Price is unit price, not line total
Section titled “Price is unit price, not line total”The price field in an item object is always the unit price per item. GA4 calculates the line total internally as price × quantity.
// ✅ Correct{ item_id: 'SKU-047', item_name: 'Cotton T-Shirt', price: 24.99, // unit price quantity: 2 // GA4 calculates 49.98 for this line}
// ❌ Wrong — passing line total{ item_id: 'SKU-047', item_name: 'Cotton T-Shirt', price: 49.98, // line total — GA4 will calculate 99.96 with quantity: 2 quantity: 2}The complete items reference
Section titled “The complete items reference”| Parameter | Type | Required | Description |
|---|---|---|---|
| item_id | string | Required | SKU or unique product identifier. Either item_id or item_name is required. |
| item_name | string | Required | Product name. Either item_id or item_name is required — include both. |
| item_brand | string | Optional | Brand or manufacturer name. |
| item_category | string | Optional | Primary product category. |
| item_category2 | string | Optional | Second-level category. |
| item_category3 | string | Optional | Third-level category. |
| item_category4 | string | Optional | Fourth-level category. |
| item_category5 | string | Optional | Fifth-level category. |
| item_variant | string | Optional | Variant such as color, size, or style.

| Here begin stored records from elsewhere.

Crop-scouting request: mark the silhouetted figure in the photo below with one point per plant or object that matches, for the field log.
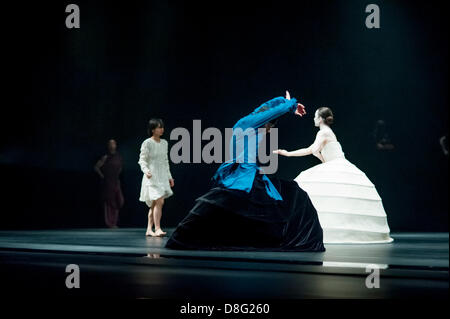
(382, 139)
(109, 168)
(443, 141)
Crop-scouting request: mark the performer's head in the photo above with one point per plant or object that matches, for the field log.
(155, 127)
(112, 146)
(323, 115)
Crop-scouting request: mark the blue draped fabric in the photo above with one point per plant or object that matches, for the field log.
(239, 172)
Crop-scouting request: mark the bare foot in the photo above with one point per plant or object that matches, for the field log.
(150, 233)
(160, 233)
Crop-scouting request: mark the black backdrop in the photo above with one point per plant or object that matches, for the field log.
(67, 91)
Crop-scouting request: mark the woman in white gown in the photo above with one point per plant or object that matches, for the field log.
(157, 180)
(349, 207)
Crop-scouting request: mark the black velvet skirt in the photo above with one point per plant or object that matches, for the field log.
(226, 219)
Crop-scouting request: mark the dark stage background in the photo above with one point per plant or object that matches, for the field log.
(67, 91)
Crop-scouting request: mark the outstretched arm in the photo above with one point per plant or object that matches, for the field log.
(271, 110)
(314, 148)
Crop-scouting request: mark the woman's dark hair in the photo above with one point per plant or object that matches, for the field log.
(326, 114)
(154, 123)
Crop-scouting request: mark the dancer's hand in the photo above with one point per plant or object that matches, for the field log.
(281, 152)
(300, 110)
(288, 96)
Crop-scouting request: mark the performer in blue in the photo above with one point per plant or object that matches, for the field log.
(245, 209)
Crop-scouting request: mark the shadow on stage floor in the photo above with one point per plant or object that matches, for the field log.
(123, 262)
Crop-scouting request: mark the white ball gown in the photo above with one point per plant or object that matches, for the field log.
(348, 205)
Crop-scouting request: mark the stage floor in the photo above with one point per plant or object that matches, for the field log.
(123, 262)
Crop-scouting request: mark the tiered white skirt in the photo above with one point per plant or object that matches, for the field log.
(348, 205)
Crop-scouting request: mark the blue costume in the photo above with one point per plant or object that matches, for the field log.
(242, 176)
(246, 210)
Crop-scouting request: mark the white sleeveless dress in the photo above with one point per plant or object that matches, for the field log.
(154, 159)
(347, 203)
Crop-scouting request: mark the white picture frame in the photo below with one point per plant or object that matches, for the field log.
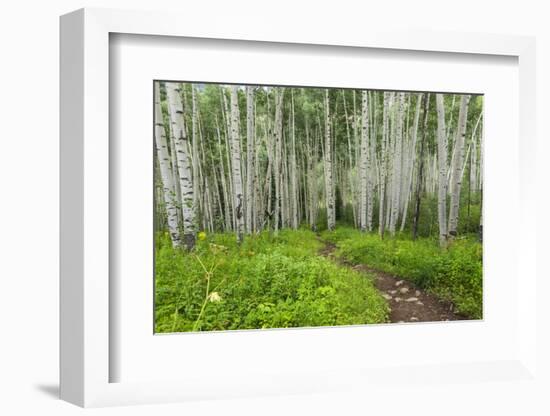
(86, 355)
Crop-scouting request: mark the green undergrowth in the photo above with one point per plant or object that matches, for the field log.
(454, 274)
(268, 282)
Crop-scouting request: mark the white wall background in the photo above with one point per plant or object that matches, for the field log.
(29, 56)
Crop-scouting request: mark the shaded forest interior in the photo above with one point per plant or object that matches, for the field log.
(246, 160)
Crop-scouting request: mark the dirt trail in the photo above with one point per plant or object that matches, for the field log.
(407, 303)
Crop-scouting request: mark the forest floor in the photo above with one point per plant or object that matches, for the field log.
(407, 303)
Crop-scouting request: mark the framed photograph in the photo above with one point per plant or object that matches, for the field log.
(280, 213)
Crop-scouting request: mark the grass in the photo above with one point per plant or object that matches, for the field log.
(269, 282)
(454, 274)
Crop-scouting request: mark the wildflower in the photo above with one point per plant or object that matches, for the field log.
(214, 297)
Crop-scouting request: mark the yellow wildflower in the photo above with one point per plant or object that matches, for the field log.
(214, 297)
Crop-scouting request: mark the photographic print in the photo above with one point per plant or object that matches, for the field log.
(288, 207)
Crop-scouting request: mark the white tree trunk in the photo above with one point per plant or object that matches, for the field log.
(293, 171)
(279, 93)
(236, 165)
(173, 91)
(364, 162)
(456, 183)
(329, 184)
(250, 141)
(397, 164)
(168, 189)
(442, 167)
(412, 155)
(383, 166)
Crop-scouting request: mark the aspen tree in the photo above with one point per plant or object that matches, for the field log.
(168, 190)
(419, 180)
(250, 142)
(456, 183)
(236, 166)
(442, 169)
(364, 162)
(173, 91)
(329, 185)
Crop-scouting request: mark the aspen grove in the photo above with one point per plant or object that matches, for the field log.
(250, 169)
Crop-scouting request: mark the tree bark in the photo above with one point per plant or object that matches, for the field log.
(456, 183)
(420, 178)
(329, 185)
(173, 91)
(442, 168)
(250, 141)
(236, 166)
(168, 189)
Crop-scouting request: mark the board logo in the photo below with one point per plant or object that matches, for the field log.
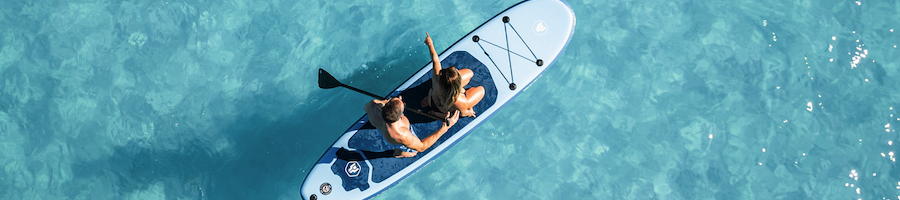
(352, 169)
(539, 27)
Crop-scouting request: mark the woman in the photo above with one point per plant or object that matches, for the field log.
(447, 93)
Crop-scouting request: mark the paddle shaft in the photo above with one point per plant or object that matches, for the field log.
(382, 98)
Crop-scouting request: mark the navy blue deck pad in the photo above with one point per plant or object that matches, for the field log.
(371, 140)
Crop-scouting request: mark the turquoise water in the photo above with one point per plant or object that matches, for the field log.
(652, 99)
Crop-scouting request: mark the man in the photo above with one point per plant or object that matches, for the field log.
(387, 117)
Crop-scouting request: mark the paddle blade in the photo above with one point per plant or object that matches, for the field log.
(326, 81)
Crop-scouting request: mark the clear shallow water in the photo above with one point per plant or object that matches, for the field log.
(651, 100)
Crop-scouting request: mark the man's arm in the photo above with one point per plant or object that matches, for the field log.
(424, 144)
(434, 58)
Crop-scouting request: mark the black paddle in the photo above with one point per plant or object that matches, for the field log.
(327, 81)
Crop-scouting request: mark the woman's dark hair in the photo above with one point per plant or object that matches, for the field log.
(391, 111)
(451, 85)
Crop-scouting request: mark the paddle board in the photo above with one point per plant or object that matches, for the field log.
(506, 53)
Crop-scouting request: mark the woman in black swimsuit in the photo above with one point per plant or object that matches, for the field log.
(447, 93)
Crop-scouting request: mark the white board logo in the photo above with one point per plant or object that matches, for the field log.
(352, 169)
(539, 27)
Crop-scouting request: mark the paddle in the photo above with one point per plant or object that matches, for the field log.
(327, 81)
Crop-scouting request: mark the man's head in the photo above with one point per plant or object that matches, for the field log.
(392, 110)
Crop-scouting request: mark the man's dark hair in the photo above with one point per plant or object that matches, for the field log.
(391, 111)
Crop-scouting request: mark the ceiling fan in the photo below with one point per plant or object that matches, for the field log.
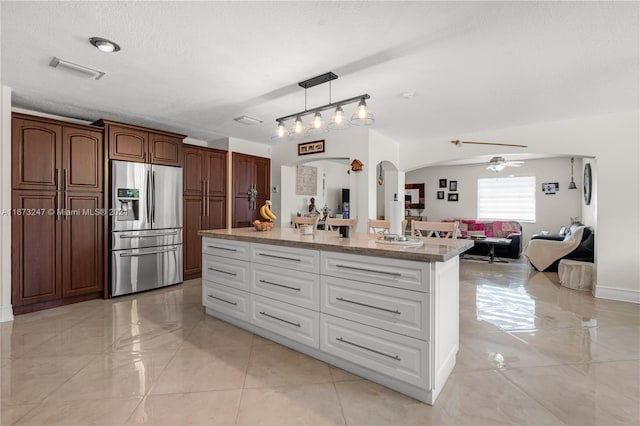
(498, 164)
(459, 143)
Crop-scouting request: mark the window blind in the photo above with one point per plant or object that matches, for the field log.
(507, 198)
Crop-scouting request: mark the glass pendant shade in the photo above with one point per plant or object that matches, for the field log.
(338, 120)
(297, 130)
(362, 116)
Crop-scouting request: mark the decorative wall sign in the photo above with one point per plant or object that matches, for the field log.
(550, 188)
(306, 180)
(314, 147)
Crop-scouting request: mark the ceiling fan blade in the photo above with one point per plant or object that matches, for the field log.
(459, 143)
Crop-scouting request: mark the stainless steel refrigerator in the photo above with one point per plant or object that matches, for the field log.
(146, 226)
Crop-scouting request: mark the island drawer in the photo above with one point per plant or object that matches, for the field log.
(226, 248)
(293, 322)
(286, 257)
(400, 357)
(295, 287)
(398, 273)
(229, 301)
(231, 272)
(400, 311)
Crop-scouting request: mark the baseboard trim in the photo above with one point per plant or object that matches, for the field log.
(620, 294)
(6, 313)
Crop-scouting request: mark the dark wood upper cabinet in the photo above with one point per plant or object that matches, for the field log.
(82, 169)
(36, 153)
(165, 149)
(127, 144)
(143, 145)
(249, 171)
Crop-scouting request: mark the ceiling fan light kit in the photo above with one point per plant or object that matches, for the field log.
(361, 117)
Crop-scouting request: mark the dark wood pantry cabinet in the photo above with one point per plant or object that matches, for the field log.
(204, 201)
(57, 221)
(249, 172)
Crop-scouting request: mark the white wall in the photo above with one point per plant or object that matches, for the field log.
(552, 211)
(611, 139)
(6, 311)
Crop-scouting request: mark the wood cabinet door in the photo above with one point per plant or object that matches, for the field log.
(36, 256)
(192, 210)
(82, 231)
(193, 183)
(216, 172)
(243, 174)
(36, 154)
(127, 144)
(243, 212)
(216, 213)
(82, 165)
(165, 149)
(262, 179)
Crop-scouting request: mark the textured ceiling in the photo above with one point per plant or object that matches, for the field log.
(191, 67)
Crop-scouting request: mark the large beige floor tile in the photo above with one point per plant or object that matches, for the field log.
(30, 380)
(204, 369)
(576, 398)
(88, 412)
(214, 332)
(366, 403)
(275, 365)
(115, 375)
(198, 408)
(485, 398)
(315, 404)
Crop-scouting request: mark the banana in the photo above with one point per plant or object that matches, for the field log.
(268, 211)
(263, 213)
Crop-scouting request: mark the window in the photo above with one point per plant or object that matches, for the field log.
(507, 198)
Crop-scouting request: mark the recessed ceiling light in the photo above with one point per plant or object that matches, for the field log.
(104, 44)
(247, 120)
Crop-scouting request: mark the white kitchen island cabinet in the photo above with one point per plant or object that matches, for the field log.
(384, 312)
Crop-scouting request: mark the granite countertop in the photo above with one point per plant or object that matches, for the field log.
(433, 250)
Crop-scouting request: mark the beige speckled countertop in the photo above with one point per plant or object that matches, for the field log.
(433, 250)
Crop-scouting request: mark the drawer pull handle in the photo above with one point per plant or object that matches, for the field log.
(222, 300)
(340, 339)
(280, 285)
(222, 248)
(395, 274)
(224, 272)
(393, 311)
(279, 257)
(297, 324)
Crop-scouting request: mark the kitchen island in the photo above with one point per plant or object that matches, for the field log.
(386, 312)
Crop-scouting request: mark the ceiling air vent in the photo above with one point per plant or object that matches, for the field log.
(79, 70)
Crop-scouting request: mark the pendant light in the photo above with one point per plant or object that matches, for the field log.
(572, 184)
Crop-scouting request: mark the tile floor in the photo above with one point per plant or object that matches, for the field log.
(531, 353)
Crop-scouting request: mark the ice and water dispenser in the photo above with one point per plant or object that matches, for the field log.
(128, 204)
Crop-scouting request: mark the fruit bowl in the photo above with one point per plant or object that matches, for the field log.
(263, 226)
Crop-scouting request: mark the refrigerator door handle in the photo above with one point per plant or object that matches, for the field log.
(148, 252)
(148, 212)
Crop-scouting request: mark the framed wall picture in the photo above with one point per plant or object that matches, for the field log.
(314, 147)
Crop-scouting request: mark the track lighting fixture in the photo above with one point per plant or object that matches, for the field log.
(361, 117)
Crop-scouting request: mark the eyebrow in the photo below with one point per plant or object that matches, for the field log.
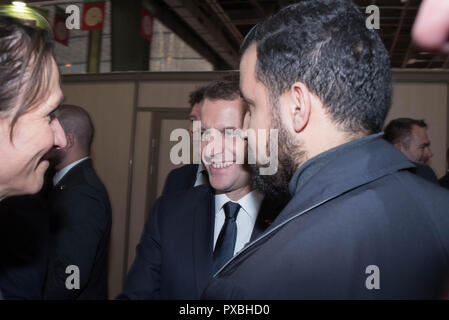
(246, 100)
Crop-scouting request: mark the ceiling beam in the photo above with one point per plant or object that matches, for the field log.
(207, 28)
(225, 20)
(398, 30)
(446, 63)
(182, 30)
(259, 8)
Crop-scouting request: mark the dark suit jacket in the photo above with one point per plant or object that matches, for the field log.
(361, 209)
(444, 181)
(181, 178)
(80, 230)
(24, 233)
(174, 257)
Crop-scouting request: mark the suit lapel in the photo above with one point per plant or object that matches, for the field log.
(203, 235)
(269, 209)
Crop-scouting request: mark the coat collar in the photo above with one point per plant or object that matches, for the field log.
(203, 236)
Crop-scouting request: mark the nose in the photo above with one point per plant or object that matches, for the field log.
(429, 153)
(59, 135)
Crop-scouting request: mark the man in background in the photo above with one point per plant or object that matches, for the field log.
(444, 181)
(193, 174)
(80, 215)
(410, 137)
(191, 234)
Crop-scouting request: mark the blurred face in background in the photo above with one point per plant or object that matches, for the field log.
(195, 115)
(35, 132)
(221, 148)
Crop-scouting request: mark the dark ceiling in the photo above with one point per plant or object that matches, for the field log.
(215, 28)
(228, 21)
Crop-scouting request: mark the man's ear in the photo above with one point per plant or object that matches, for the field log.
(301, 105)
(70, 141)
(398, 145)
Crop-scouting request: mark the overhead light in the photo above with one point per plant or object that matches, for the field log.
(19, 4)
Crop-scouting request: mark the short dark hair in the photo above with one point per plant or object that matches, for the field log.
(400, 130)
(326, 45)
(26, 55)
(227, 88)
(196, 96)
(77, 121)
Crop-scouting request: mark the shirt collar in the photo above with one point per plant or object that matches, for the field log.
(312, 166)
(200, 169)
(250, 203)
(61, 173)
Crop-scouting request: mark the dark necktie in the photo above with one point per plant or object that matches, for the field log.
(224, 248)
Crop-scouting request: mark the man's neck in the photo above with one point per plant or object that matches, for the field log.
(69, 160)
(238, 194)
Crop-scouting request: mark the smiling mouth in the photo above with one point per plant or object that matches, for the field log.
(221, 165)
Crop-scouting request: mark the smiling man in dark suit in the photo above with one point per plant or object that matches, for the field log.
(192, 233)
(359, 224)
(80, 215)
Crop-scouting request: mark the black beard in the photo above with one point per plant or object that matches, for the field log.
(276, 185)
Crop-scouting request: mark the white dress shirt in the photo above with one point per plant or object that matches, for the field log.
(246, 218)
(61, 173)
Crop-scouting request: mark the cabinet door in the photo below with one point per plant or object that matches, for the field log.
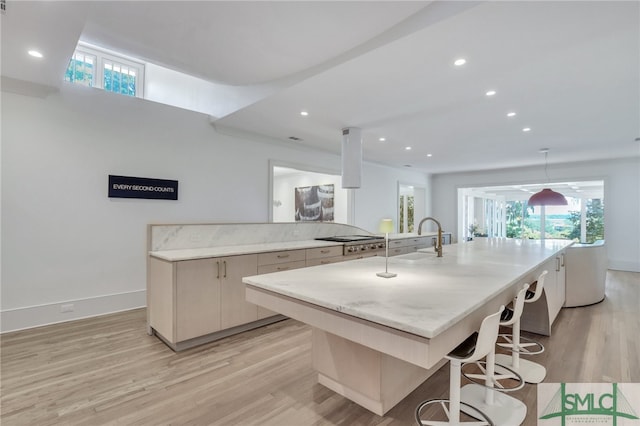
(562, 279)
(234, 307)
(197, 299)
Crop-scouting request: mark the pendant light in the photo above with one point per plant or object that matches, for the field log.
(547, 197)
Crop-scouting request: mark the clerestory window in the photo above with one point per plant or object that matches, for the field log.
(93, 67)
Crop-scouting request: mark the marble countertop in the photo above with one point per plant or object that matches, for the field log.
(240, 249)
(429, 294)
(204, 253)
(413, 235)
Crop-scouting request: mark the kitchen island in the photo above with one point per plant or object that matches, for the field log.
(377, 339)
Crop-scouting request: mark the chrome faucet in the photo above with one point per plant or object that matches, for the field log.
(439, 241)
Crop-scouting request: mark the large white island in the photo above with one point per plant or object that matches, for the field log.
(377, 339)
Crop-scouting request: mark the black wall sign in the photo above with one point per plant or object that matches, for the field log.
(133, 187)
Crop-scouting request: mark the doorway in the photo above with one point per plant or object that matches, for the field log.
(411, 206)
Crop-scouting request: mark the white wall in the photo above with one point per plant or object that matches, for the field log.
(64, 241)
(621, 198)
(378, 197)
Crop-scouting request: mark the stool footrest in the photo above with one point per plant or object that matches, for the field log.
(526, 347)
(479, 418)
(506, 374)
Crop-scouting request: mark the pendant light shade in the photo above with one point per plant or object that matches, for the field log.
(547, 197)
(351, 157)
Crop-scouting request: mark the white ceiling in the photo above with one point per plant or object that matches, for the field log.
(569, 69)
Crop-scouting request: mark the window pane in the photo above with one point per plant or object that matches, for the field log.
(119, 78)
(81, 69)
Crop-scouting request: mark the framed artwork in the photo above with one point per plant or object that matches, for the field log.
(314, 203)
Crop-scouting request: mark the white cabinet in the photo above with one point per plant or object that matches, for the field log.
(234, 309)
(190, 299)
(552, 300)
(197, 299)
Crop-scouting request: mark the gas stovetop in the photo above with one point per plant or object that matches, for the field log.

Combine multiple attributes into one string. |
| price | number | Optional | Unit price. Must be a number, not a formatted string. This is the price per unit, not the line total. |
| quantity | number | Optional | Number of units. Defaults to 1 if omitted. |
| index | number | Optional | Position of the item in a list (0-based). Include when item came from a list context. |
| item_list_id | string | Optional | ID of the list the item appeared in (e.g., mens_jackets, search_results). |
| item_list_name | string | Optional | Human-readable name of the list the item appeared in. |
| affiliation | string | Optional | Store or seller affiliation. Useful for marketplaces. |
| coupon | string | Optional | Item-level coupon code. |
| discount | number | Optional | Monetary discount applied to this item. |
| creative_name | string | Optional | Name of the creative asset for promotion events. |
| creative_slot | string | Optional | Slot name for the creative. Used in promotion events. |
| promotion_id | string | Optional | ID of the promotion. Used in promotion events. |
| promotion_name | string | Optional | Name of the promotion. Used in promotion events. |
GTM configuration overview
Section titled “GTM configuration overview”All ecommerce events follow the same GTM pattern:
- Custom Event trigger: one trigger per event name (
CE - view_item,CE - add_to_cart, etc.) - Data Layer Variables: one variable per ecommerce field you need to send to GA4
- GA4 Event tag: configured with the event name and mapped parameters
- Send Ecommerce data: enable this checkbox in the GA4 tag to automatically pass the
ecommerce.itemsarray
The “Send Ecommerce data” checkbox deserves special attention. When enabled on a GA4 Event tag, GTM reads the ecommerce object from the dataLayer and automatically maps it to the GA4 ecommerce payload. You do not need to manually add items as an event parameter — doing so alongside the checkbox will cause duplicate or malformed item data.